Le nouveau recueil de la merveilleuse Alice Munro s’appelle Fugitives, parce que les héroïnes de ces nouvelles ne vont pas se laisser dévorer par leur famille, elles se battent, elles partent. Et si elles doivent revenir à leur point de départ, reprendre le joug de leur condition, de toute façon rien ne sera jamais comme avant.

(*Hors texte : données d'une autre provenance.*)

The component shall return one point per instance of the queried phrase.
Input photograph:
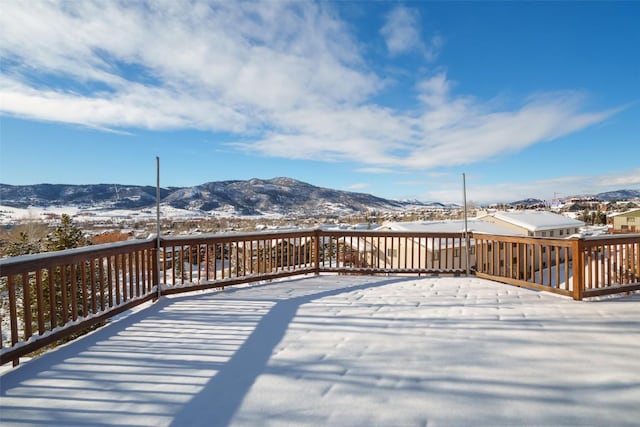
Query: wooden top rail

Rencontrer un inconnu dans le train, prendre l'habitude de voir une pièce de Shakespeare chaque été, se promener en voiture avec le frère de son fiancé, cela n'a l'air de rien, mais pour la jeune enseignante, l'infirmière, ou la serveuse orpheline à qui cela arrive, les conséquences sont des cataclysmes en chaîne. L'homme rêvé, attendu, est chaque fois au rendez-vous, pour le meilleur ou pour le pire. Ces histoires, vastes comme des destins, couvrent plusieurs décennies, de 1927 à l'apparition d'Internet ; pour chaque personnage la confrontation reste cependant la même, entre «l'idée qu'elle se faisait à l'époque de ce que devraient être les relations sexuelles, de la manière dont elle les imaginait», et le souvenir qu'elle en a.

Nuance.Attention, les nouvelles d'Alice Munro sont gorgées de désir, mais elles ne se promènent pas toutes nues. Elles sont d'autant plus bouleversantes qu'une tranquille main de fer les tient en deçà du dévergondage. A partir de quoi aucune nuance du coeur n'échappe à l'auteur. Une de ses consoeurs, Cynthia Ozick, l'a bien dit : «Elle est notre Tchekhov et survivra à la plupart de ses contemporains.»